1 정의

정의: Moderation (효과 수정)

한 변수의 효과가 다른 변수의 값에 따라 달라지는 현상 (Buisson, 2021, Ch.11).

수식:

\[ Y = \beta_0 + \beta_X \cdot X + \beta_M \cdot M + \beta_i \cdot (X \cdot M) + \epsilon \]

여기서:

$X$ = 주 효과 변수 (예: PlayArea)
$M$ = moderator (예: Children)
$\beta_i$ = interaction term — moderation 의 강도

해석:

$M = 0$ 일 때 $X$ 의 효과 = $\beta_X$
$M = 1$ 일 때 $X$ 의 효과 = $\beta_X + \beta_i$

$\beta_i$ 가 $M$ 값에 따른 효과 차이.

직관 — Moderation 의 의미

분석가의 자연스러운 의문: “효과가 변수에 따라 달라진다” = 단순 회귀로 안 잡히나?

답: 단순 회귀의 한계.

단순 회귀: Y = β_0 + β_X * X + β_M * M
   모든 사람의 X 효과 = β_X (상수)

Moderation 회귀: Y + β_i * (X * M)
   M=0: X 효과 = β_X
   M=1: X 효과 = β_X + β_i

interaction term $\beta_i$ 가 X 효과의 차이를 명시적으로 모델링.

비유: “운동 효과가 사람마다 다름.”

단순 회귀: “운동 = +5 kg 감량 (모든 사람)”
Moderation: “운동 = 남자 +3 kg, 여자 +7 kg” (성별이 moderator)

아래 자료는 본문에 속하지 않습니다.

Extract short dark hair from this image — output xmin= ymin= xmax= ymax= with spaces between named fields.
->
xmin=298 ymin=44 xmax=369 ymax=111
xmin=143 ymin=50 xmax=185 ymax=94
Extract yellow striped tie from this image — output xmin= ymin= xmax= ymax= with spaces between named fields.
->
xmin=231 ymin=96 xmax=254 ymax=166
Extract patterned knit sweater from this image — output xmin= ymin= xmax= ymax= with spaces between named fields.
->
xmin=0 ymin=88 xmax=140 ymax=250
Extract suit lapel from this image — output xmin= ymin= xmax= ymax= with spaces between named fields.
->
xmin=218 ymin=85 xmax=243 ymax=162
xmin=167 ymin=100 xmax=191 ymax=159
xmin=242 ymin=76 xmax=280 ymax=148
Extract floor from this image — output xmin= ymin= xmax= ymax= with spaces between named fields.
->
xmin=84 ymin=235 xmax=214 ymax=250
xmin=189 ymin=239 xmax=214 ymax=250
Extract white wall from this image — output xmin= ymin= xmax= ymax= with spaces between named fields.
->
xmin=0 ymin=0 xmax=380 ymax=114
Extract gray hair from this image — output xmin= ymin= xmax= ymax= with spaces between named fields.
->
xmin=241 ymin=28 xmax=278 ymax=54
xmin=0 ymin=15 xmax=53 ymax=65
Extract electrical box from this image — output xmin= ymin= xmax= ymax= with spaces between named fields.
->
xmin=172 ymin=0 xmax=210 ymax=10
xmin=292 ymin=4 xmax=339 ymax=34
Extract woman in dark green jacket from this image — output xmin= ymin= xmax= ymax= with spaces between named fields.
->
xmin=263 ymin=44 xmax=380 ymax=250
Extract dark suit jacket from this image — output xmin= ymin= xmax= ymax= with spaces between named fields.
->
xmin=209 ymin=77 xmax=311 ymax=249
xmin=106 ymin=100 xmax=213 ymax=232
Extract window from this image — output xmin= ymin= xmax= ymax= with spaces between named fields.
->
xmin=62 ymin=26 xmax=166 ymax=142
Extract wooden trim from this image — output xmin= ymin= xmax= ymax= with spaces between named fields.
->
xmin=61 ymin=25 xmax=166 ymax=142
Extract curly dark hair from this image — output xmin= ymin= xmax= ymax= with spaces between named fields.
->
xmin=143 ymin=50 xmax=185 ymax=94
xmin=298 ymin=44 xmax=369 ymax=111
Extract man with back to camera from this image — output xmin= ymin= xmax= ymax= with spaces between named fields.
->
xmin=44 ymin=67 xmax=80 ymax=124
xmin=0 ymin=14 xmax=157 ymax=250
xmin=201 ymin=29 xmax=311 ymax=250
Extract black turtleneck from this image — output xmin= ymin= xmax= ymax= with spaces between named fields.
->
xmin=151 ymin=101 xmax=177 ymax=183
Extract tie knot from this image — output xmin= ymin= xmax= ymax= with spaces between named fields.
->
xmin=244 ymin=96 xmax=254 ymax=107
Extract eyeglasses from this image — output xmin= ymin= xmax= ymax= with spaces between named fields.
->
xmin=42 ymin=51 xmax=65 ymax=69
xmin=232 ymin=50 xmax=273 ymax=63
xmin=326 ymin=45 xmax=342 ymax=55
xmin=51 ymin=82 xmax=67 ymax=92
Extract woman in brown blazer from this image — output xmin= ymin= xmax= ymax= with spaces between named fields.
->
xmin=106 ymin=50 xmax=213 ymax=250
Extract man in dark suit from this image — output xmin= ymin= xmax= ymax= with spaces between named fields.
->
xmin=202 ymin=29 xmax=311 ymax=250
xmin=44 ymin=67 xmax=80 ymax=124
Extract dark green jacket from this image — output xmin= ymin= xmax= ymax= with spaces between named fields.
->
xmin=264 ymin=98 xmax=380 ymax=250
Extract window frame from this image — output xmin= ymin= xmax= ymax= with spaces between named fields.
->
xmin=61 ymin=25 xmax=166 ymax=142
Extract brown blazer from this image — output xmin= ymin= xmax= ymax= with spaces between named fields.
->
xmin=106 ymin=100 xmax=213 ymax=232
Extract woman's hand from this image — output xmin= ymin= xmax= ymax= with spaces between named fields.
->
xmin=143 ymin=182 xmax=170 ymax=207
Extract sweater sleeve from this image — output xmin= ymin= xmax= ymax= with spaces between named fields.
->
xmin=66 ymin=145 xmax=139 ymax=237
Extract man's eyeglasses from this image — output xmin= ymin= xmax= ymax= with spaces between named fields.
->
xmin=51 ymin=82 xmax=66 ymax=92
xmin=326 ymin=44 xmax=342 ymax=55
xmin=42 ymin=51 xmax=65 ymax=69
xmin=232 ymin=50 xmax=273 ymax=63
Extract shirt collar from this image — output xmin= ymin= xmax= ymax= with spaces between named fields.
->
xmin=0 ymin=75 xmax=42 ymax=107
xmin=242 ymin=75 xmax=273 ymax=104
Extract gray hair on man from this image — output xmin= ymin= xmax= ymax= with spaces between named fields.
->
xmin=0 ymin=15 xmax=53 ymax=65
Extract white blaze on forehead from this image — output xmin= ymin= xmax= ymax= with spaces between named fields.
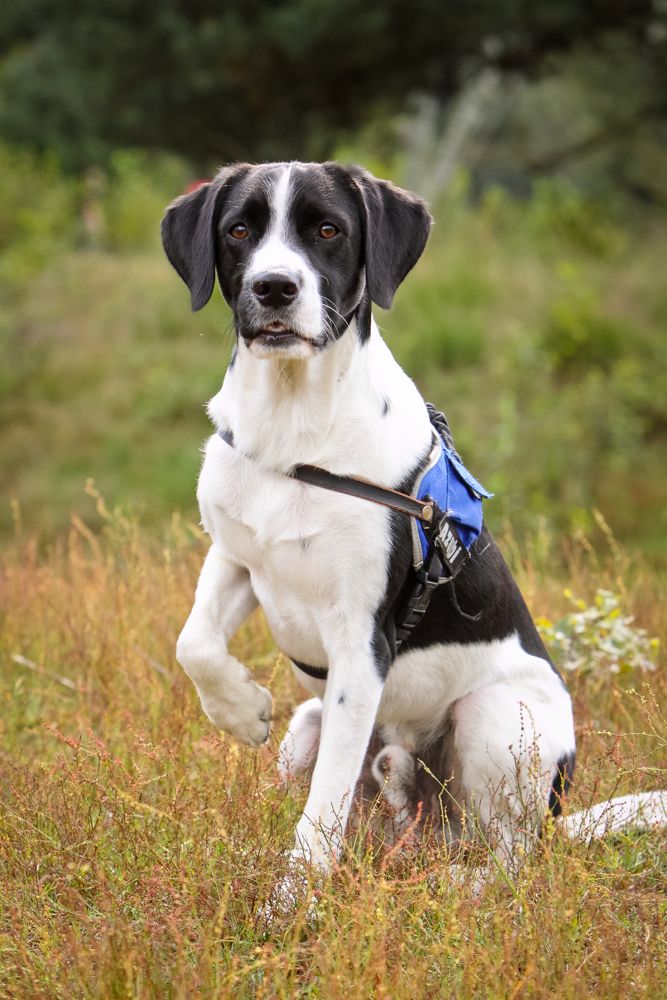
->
xmin=268 ymin=163 xmax=292 ymax=240
xmin=244 ymin=163 xmax=324 ymax=339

→ Moderation 이 personalization 의 통계적 framework.

2 3 가지 유형

분류

수학적으로 동일하지만 변수 type 에 따라 명명:

유형	$X$ 의 type	$M$ 의 type	예
Segmentation	비즈니스 행동	개인 특성 (demographic)	PlayArea × Children
Interaction	같은 type	같은 type	PlayArea × LoungeArea
Nonlinearity	변수 자체	변수 자체	Emails × Emails (quadratic)

세 유형 모두 같은 통계 도구 (interaction term).

직관 — 이름의 차이의 함의

비즈니스 의사결정의 차이:

Segmentation: “어떤 customer 에게 우선 적용할지” (개인화)
Interaction: “두 정책을 함께 시행할 때 시너지” (정책 결합)
Nonlinearity: “이 변수의 효과가 점차 감소/증가” (regime change)

분석가의 보고:

변수 type 에 따라 다른 비즈니스 의미
같은 통계 결과지만 다른 비즈니스 행동 권장

→ Moderation 의 framework 가 다양한 비즈니스 질문을 통합.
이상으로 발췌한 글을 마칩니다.